If these analysts are worried that the Administration’s proposal won’t fix all that ails America’s 100,000 schools, they are right. It won’t. How refreshing that we might begin to acknowledge that nothing from Washington can, could, or will.
But the Administration’s enthusiasm for federal restraint only goes so far. In the very same ESEA “blueprint,” Secretary Duncan would mandate state-level definitions of “highly-effective teachers”; state-level efforts to equalize the distribution of effective teachers; and district-level teacher evaluation systems. Most significantly, he would require districts to equalize funding between their high-poverty and more affluent schools. So even as he eases up on school accountability, he would double down on teacher accountability.
All of these teacher-related ideas have at least some merit and reformers are rightfully pushing for their adoption at the state and local levels. But is Duncan opposed to “micromanagement” from the banks of the Potomac or not? (And that’s before even considering last week’s triple-down civil rights announcement, which, with its paeans to “enforcement” and “compliance” and “disparate impact,” felt like the 1970s all over again.)
The Republicans aren’t immune to this form of schizophrenia. While their natural instincts are to support federalism and local control--instincts lately heightened by the rise of the Tea Party--they also like to promote school choice from on high. Hence their major conundrum: whether to push back against the Administration’s plans to scrap NCLB’s public-school choice and free tutoring provisions, or let these die in the name of “local control.”
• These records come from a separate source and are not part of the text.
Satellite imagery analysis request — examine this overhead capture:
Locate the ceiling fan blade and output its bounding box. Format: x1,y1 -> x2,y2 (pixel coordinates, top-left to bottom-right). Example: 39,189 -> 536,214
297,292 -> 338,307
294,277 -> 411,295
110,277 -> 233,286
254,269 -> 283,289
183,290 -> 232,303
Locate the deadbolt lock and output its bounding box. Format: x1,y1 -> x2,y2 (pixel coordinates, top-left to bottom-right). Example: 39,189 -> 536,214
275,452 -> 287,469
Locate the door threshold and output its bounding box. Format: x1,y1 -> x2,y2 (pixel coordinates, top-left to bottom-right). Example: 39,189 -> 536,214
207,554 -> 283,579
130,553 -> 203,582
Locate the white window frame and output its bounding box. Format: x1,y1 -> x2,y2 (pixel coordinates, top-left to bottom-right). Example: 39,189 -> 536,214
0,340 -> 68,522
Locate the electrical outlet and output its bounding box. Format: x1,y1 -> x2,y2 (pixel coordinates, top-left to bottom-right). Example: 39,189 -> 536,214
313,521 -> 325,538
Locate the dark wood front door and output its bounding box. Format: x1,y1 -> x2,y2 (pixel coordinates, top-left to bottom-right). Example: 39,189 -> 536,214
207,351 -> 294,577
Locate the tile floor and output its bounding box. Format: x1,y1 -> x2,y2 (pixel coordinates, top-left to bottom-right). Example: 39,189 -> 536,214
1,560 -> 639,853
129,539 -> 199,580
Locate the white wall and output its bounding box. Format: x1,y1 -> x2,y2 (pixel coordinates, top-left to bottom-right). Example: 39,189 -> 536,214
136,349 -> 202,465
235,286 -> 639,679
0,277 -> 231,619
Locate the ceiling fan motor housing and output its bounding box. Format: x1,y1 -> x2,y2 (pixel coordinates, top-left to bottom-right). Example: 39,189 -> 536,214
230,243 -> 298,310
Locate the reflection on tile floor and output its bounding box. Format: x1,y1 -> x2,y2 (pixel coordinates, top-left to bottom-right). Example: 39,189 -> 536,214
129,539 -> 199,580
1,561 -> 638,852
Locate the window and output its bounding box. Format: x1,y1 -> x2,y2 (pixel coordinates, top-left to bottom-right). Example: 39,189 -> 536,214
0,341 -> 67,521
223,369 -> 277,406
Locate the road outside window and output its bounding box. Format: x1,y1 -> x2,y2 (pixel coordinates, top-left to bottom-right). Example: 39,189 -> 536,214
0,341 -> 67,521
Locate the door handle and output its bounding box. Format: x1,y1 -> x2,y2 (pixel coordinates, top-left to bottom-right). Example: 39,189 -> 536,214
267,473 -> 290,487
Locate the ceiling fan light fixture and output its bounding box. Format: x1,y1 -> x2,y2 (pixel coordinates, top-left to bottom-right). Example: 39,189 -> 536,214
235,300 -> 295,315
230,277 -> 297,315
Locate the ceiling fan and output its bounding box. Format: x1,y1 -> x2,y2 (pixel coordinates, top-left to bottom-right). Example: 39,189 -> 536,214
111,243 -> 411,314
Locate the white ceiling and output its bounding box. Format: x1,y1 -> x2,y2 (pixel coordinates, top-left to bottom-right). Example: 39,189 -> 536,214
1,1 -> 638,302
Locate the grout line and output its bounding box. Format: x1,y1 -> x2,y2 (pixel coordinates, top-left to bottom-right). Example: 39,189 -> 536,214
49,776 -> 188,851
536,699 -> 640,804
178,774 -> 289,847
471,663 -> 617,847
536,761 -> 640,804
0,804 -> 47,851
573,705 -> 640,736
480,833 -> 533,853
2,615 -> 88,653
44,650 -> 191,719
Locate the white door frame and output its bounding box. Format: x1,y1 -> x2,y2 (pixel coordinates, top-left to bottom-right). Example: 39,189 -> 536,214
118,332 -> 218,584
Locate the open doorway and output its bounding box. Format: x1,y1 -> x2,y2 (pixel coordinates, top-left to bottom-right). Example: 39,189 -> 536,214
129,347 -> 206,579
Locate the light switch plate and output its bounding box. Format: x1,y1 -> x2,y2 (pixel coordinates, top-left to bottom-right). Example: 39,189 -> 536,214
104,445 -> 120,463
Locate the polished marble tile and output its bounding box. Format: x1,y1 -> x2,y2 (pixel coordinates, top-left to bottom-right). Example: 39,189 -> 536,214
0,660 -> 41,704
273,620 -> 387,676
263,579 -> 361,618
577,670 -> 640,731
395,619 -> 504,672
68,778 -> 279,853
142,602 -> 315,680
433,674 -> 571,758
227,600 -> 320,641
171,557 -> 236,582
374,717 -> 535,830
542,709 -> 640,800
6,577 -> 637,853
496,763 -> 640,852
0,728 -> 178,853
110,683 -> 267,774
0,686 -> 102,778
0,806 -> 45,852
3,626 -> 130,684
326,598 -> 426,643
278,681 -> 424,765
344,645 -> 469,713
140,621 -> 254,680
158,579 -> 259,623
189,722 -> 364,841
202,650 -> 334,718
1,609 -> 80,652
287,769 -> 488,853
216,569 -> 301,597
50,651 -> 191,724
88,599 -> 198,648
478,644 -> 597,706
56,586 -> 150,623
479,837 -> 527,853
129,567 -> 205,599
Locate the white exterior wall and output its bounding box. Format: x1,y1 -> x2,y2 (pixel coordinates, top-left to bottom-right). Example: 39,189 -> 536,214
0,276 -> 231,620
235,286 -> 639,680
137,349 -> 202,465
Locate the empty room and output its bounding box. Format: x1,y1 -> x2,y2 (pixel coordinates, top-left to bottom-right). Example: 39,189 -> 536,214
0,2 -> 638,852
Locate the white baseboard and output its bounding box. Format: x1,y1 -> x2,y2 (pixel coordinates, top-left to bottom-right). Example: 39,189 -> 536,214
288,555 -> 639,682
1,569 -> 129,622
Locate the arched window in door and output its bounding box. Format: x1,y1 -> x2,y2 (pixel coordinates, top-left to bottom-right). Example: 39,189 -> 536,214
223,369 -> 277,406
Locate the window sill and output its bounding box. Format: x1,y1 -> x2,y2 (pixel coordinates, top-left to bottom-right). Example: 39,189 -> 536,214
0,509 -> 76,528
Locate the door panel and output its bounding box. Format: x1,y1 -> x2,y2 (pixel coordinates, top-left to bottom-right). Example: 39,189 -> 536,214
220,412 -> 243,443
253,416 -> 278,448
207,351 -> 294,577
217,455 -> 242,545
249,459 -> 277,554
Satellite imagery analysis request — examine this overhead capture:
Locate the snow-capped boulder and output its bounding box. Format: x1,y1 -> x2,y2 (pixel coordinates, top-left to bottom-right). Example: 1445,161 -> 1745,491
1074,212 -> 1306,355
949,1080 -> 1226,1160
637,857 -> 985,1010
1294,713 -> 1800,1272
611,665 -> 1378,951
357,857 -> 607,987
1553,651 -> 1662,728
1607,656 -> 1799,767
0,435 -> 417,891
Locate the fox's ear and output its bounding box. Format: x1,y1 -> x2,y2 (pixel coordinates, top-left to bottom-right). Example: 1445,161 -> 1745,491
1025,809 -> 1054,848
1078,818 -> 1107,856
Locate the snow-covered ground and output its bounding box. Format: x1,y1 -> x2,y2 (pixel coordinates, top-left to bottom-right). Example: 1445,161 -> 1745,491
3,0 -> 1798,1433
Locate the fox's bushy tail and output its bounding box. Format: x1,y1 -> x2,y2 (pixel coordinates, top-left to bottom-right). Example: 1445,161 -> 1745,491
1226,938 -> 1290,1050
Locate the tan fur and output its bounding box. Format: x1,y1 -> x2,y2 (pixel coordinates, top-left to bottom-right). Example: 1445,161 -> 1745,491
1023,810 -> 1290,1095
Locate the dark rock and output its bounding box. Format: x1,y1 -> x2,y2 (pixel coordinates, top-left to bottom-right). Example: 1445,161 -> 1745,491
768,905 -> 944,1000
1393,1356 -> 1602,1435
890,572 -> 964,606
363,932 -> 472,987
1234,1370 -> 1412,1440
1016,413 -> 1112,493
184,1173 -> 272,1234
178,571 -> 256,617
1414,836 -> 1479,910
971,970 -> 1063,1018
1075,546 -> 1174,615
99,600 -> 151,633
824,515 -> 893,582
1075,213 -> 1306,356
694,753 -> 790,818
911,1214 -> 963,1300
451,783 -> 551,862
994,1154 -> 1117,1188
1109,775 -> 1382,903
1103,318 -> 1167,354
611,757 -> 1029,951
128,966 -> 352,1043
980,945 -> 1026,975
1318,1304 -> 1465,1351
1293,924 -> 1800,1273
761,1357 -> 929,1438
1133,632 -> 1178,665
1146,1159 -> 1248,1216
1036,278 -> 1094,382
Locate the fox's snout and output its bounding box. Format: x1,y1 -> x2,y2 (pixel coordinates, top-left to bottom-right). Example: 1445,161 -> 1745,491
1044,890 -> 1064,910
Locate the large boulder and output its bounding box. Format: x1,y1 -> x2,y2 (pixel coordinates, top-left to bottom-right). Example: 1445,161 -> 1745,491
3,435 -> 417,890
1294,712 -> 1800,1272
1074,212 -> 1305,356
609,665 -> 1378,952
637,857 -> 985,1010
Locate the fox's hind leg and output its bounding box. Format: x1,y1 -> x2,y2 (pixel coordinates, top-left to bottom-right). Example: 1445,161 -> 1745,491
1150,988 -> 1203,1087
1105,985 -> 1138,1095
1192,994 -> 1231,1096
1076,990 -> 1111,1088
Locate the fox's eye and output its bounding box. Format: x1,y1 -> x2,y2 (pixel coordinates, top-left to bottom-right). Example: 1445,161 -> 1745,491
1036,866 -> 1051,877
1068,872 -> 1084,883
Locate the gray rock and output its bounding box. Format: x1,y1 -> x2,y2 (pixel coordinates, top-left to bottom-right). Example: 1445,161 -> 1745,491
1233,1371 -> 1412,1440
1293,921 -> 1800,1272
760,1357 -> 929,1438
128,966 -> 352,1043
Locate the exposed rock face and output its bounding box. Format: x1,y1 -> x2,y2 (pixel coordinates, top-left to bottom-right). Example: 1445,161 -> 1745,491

Just take a look at the press release put out yesterday by the House education committee’s ranking GOP member, John Kline. In one breath he intoned that Congress needs to “do more than simply cast aside the NCLB name and expand its requirements. I believe we need to have a meaningful conversation about the appropriate federal role in our schools.” But a few paragraphs later he condemned the Administration’s blueprint for “backing away from these critical parental options,” which, he said, “is a tremendous disappointment, and one that could leave more than half a million students without the educational lifelines they depend on.”
So let’s ask Representative Kline and his fellow Republicans the same question: Are you for federal micromanagement, or not?
Nobody knows yet where fickle policymakers will land on federalism. But today’s politics might push the federal role in a more limited direction. A recent survey found that 56 percent of Americans believe that the federal government “has become so large and powerful that it poses an immediate threat to the rights and freedoms of ordinary citizens.” The conservative Politics Daily columnist Pete Wehner recently considered the implications of this finding. “We are witnessing (for liberals) a bitter irony in the making: Barack Obama, Speaker Nancy Pelosi and Senate Majority Leader Harry Reid are undermining the modern liberal project, which is predicated on an almost limitless faith in the federal government. They are creating the conditions for an epic counter-reaction.”
If this counter-reaction washes away the worst of NCLB’s excesses, so much the better.